For extended viewpoints, a range around genomic positions (most typically a TSSs) can be specified. GOPHER tries to select all digests that overlap the specified range. The number of digests depends on the restriction enzyme.

The extended approach is intended for in depth analyses of a few hundred predefined genes that are of interest within a given context, e.g. all genes associated with Mendelian immune diseases. All digests that overlap the specified range and satisfy the design parameters are selected. The score for extended viewpoints is similar to that for simple viewpoints. The individual positions surrounding the TSS are weighted by their distance to the TSS, and only positions that are covered by selected digests contribute to the score. This has the effect that viewpoints with a large proportion of covered positions near to the TSS will be assigned a good score, which is useful for the identification of poorly resolved viewpoints that require manual inspection.

For instance, if upstream size is set to 5000 and downstream size is set to 2000, then GOPHER will select all restriction fragments that are at least partially located within the 5000 nucleotides 5’ (upstream) of the TSS and within 2000 nucleotides 3’ (downstream) of the TSS. Note that if a fragment overlaps the upstream or downstream limit by at least one nucleotide it will be chosen if the criteria are fulfiled. The criteria for GC and repeat content are identical to those of the simple approach.

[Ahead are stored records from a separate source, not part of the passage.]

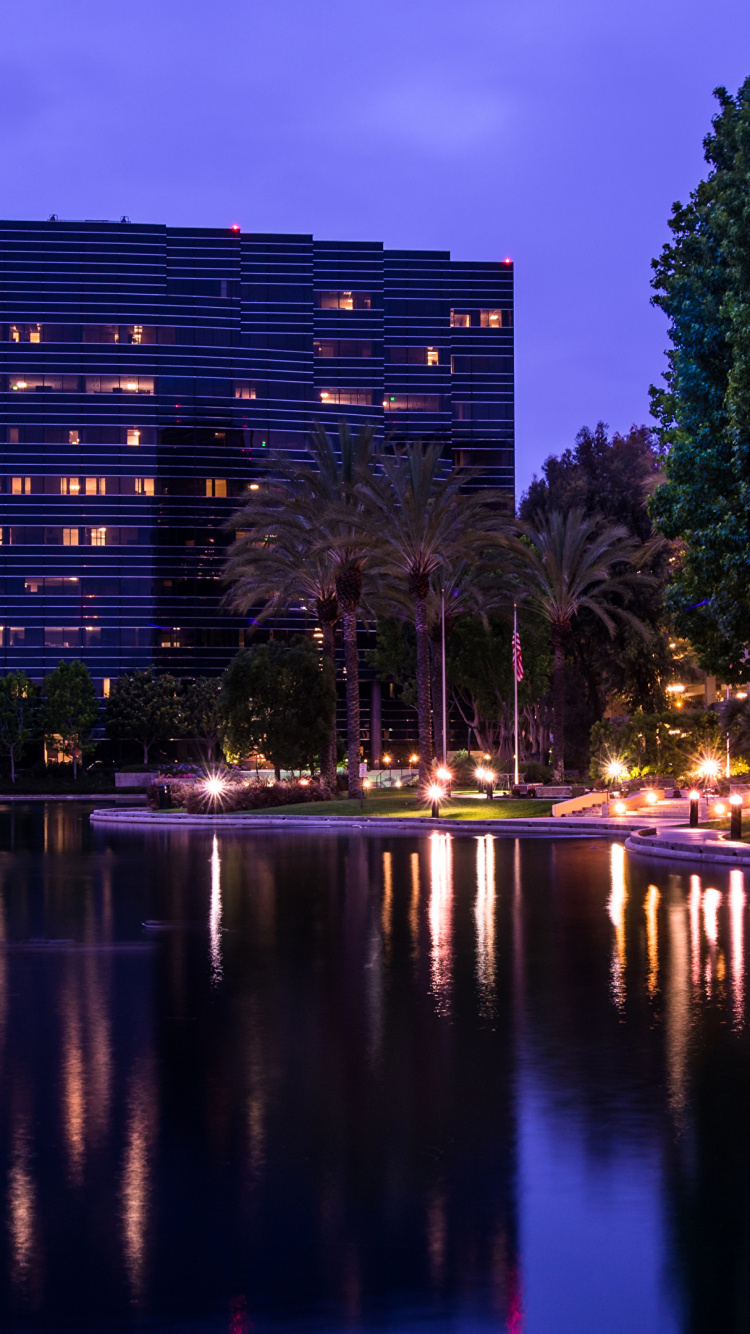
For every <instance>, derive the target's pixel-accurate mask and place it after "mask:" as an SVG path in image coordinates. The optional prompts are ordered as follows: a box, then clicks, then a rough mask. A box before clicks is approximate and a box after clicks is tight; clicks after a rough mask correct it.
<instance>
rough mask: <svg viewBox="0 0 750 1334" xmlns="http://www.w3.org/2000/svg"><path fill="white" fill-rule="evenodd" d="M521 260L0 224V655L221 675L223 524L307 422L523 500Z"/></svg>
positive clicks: (107, 673)
mask: <svg viewBox="0 0 750 1334" xmlns="http://www.w3.org/2000/svg"><path fill="white" fill-rule="evenodd" d="M512 403H514V376H512V265H511V263H510V260H503V261H495V263H456V261H454V260H451V257H450V255H448V253H447V252H443V251H387V249H383V247H382V245H380V244H376V243H359V241H358V243H338V241H335V243H334V241H315V240H314V239H312V237H311V236H303V235H300V236H296V235H290V236H287V235H278V236H271V235H254V233H251V235H247V233H240V231H239V229H236V228H226V229H220V228H180V227H161V225H145V224H132V223H129V221H128V220H127V219H121V220H120V221H115V223H111V221H96V220H95V221H83V223H77V221H60V220H57V219H56V217H51V219H49V220H48V221H45V223H33V221H21V223H16V221H4V223H0V444H1V447H3V468H1V470H0V484H1V496H0V499H1V524H0V538H1V546H0V564H1V595H3V604H1V610H0V626H1V630H0V635H1V644H0V654H1V662H3V667H4V668H5V670H11V668H24V670H25V671H28V672H29V675H31V676H32V678H35V679H37V680H39V679H41V678H43V676H44V675H45V672H48V671H51V670H52V668H53V667H55V666H56V664H57V662H59V660H60V659H61V658H63V659H68V658H81V659H83V660H84V662H85V663H87V664H88V667H89V670H91V672H92V675H93V678H95V680H96V683H97V686H99V688H100V690H101V691H103V692H104V694H105V692H107V682H108V680H109V679H112V678H113V676H116V675H119V674H120V672H121V671H127V670H128V668H132V667H145V666H151V664H153V666H155V667H157V668H169V670H171V671H173V672H175V674H177V675H192V674H196V672H212V671H219V670H222V668H223V667H224V666H226V663H227V662H228V659H230V658H231V655H232V654H234V652H236V650H238V647H240V646H242V644H243V643H244V634H246V622H243V620H242V619H240V618H236V616H230V615H227V614H226V612H223V611H222V607H220V599H222V592H223V588H222V583H220V568H222V554H223V548H224V546H226V543H227V542H228V540H230V539H228V538H227V534H226V531H224V527H223V526H224V522H226V519H227V518H228V516H230V514H231V511H232V508H234V507H235V506H236V502H238V498H239V496H240V495H242V494H243V491H244V490H246V488H247V487H248V486H250V487H254V486H259V484H262V479H263V476H264V475H267V468H266V460H267V459H268V451H270V450H274V448H280V450H286V451H292V452H294V454H295V456H298V458H302V456H303V455H304V450H306V440H307V436H308V432H310V428H311V426H312V424H314V423H315V422H322V423H323V424H324V426H327V427H330V428H335V427H336V424H338V422H339V420H340V419H342V418H344V419H346V420H347V422H348V423H350V426H351V427H352V428H356V427H358V426H359V424H360V423H363V422H372V423H375V426H376V428H378V430H379V431H380V432H387V434H388V432H390V434H392V435H394V436H395V438H411V439H415V438H418V439H439V440H440V442H442V443H443V447H444V452H446V459H447V460H450V459H451V458H452V459H454V460H456V462H460V463H470V464H476V466H480V467H482V468H483V470H484V479H483V480H484V482H486V484H490V486H499V487H503V488H507V490H508V491H512V487H514V411H512Z"/></svg>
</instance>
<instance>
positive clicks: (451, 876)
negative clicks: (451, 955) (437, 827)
mask: <svg viewBox="0 0 750 1334" xmlns="http://www.w3.org/2000/svg"><path fill="white" fill-rule="evenodd" d="M451 910H452V864H451V835H450V834H432V835H431V836H430V938H431V951H430V974H431V978H432V994H434V996H435V1002H436V1010H438V1013H439V1014H448V1011H450V1002H451V963H452V959H451V927H452V924H451Z"/></svg>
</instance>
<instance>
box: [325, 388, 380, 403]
mask: <svg viewBox="0 0 750 1334" xmlns="http://www.w3.org/2000/svg"><path fill="white" fill-rule="evenodd" d="M320 402H322V403H350V404H351V403H354V404H356V406H358V407H370V404H371V403H372V391H371V390H320Z"/></svg>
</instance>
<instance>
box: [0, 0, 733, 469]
mask: <svg viewBox="0 0 750 1334" xmlns="http://www.w3.org/2000/svg"><path fill="white" fill-rule="evenodd" d="M747 73H750V4H749V3H747V0H619V3H617V0H614V3H611V0H610V3H606V0H370V3H363V0H319V3H310V0H216V3H214V4H211V3H207V0H127V3H124V0H107V3H101V0H65V3H64V4H61V3H60V0H36V3H35V4H29V3H23V0H21V3H16V4H12V5H9V7H8V8H7V11H5V13H4V19H3V43H1V47H0V87H1V88H3V95H1V97H0V136H1V139H0V147H1V161H3V168H1V172H0V215H1V216H4V217H47V216H48V215H49V213H51V212H56V213H59V215H60V216H61V217H119V216H120V215H121V213H127V215H128V216H129V217H131V219H132V220H133V221H163V223H169V224H177V225H180V224H181V225H185V224H198V225H210V227H223V225H227V224H228V223H232V221H238V223H240V225H242V227H243V228H244V229H247V231H303V232H314V233H315V235H316V236H319V237H322V239H338V237H346V239H378V240H383V241H384V243H386V245H392V247H415V248H418V247H434V248H440V249H442V248H448V249H451V251H452V253H454V256H455V257H458V259H494V257H498V259H503V257H504V256H506V255H510V256H511V257H512V259H514V260H515V264H516V303H518V304H516V336H518V344H516V352H518V363H516V364H518V483H519V490H522V488H523V487H526V486H527V483H528V480H530V478H531V474H532V472H534V471H535V470H538V468H539V464H540V463H542V460H543V459H544V458H546V456H547V454H550V452H559V451H560V450H562V448H565V447H566V446H567V444H570V443H571V442H573V438H574V435H575V432H577V431H578V428H579V427H581V426H582V424H585V423H589V424H591V426H593V424H594V423H595V422H597V420H598V419H599V418H602V419H605V420H606V422H609V423H610V426H611V427H613V428H617V430H627V427H629V426H630V424H631V422H643V420H646V418H647V388H649V383H650V382H651V380H654V379H657V378H658V376H659V374H661V370H662V362H663V359H662V351H663V347H665V343H666V336H665V324H663V320H662V317H661V315H659V313H658V312H655V311H654V309H653V308H651V307H650V305H649V296H650V289H649V277H650V260H651V256H654V255H655V253H657V252H658V249H659V247H661V244H662V243H663V240H665V239H666V233H667V227H666V220H667V216H669V209H670V205H671V203H673V200H675V199H683V197H686V196H687V193H689V191H690V189H691V187H694V184H695V183H697V180H698V179H699V176H701V173H702V148H701V141H702V137H703V135H705V133H706V131H707V128H709V123H710V117H711V115H713V108H714V103H713V99H711V89H713V88H714V87H715V85H717V84H719V83H722V84H725V85H726V87H729V88H730V89H731V91H735V89H737V87H738V85H739V83H741V81H742V79H743V77H745V76H746V75H747Z"/></svg>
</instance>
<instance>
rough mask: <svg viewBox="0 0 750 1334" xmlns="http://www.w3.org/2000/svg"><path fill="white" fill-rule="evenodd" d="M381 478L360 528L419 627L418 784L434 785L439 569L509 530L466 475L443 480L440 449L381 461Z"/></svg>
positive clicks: (364, 515)
mask: <svg viewBox="0 0 750 1334" xmlns="http://www.w3.org/2000/svg"><path fill="white" fill-rule="evenodd" d="M380 463H382V474H383V475H382V476H379V478H378V479H376V480H375V482H374V483H371V484H370V487H368V494H367V499H366V500H364V503H363V519H362V522H363V524H364V526H368V531H370V538H371V542H372V544H374V547H376V548H378V551H379V558H380V562H382V570H383V572H384V574H387V575H388V576H390V578H391V579H392V580H394V582H395V586H396V587H395V590H394V594H395V595H396V596H398V591H399V584H400V586H403V583H406V588H407V591H408V595H410V599H411V603H412V611H414V626H415V630H416V708H418V718H419V784H420V787H422V788H424V787H426V786H427V783H428V782H430V771H431V764H432V758H434V750H432V711H431V690H430V591H431V584H434V582H435V576H436V575H438V572H439V571H440V570H446V571H450V570H451V567H454V566H456V564H458V563H459V562H467V563H468V564H475V563H478V562H479V560H480V558H482V554H483V551H484V550H486V548H487V547H490V546H492V544H494V543H496V542H498V540H499V539H500V535H502V534H503V532H504V531H506V526H507V520H506V516H504V506H502V504H500V503H499V498H498V496H496V495H491V494H490V492H480V491H464V490H463V487H464V486H466V480H467V479H468V478H470V476H472V474H470V472H468V471H467V470H463V471H460V472H459V471H454V472H452V474H451V475H450V476H447V478H440V475H439V470H440V446H439V444H426V446H424V444H420V443H410V444H407V446H404V447H403V448H399V450H398V451H396V452H395V455H392V456H387V458H383V459H382V460H380Z"/></svg>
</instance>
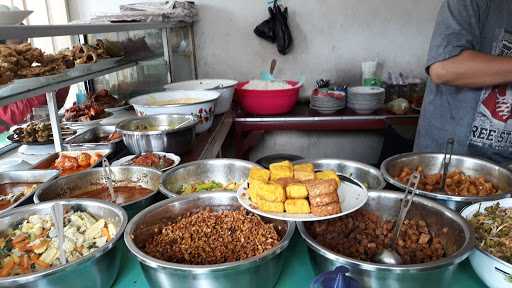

_images/concepts_extended.png

Comparison of approaches

Advantages

Disadvantages

Simple

  • Only two probes required for each viewpoint.

  • Applicable to a large number of target genes.

  • Size of target regions determined by the choice of restriction fragment.

  • Many target genes have to be discarded, because TSS containing fragment cannot be enriched.

Patched simple

  • Potentially more efficient enrichment of fragments as compared to the Simple approach.

  • Size of target regions determined by the choice of restriction fragment.

  • Many target genes have to be discarded, because TSS containing fragment cannot be enriched.

  • Applicable to a smaller number of genes, because more probes required as compared to the Simple approach.

Extended

  • Size of the target regions defined by the user.

  • Many target genes that would have been discarded can be rescued by enriching fragments next to the TSS containing fragment.

  • Applicable to a smaller number of genes, because more probes required as compared to the Simple+ approach.

Usable baits

Within the framework of GOPHER, a digest can only be selected if sufficient usable baits can be placed within margins. A bait is usable if it satisfy constraint regarding repeat and GC content. The uniquness of any given bait is measured as its mean alignabilty, and the the GC content is the proportion of Gs and Cs within the bait sequence. The user can specify thresholds for alignability and GC content.

Balanced and unbalanced margins

A minimum number of baits can be specified by the user. By default, GOPHER tries to place bmin in each margin of a given digest. If this is successful the digests is referred to as balanced. The constraint of balanced margins can be relaxed. If unbalanced margins are allowed, GOPHER tries to place 2 times bmin in both margins. Alternatively, unbalanced digests can be added manually for individual viewpoints.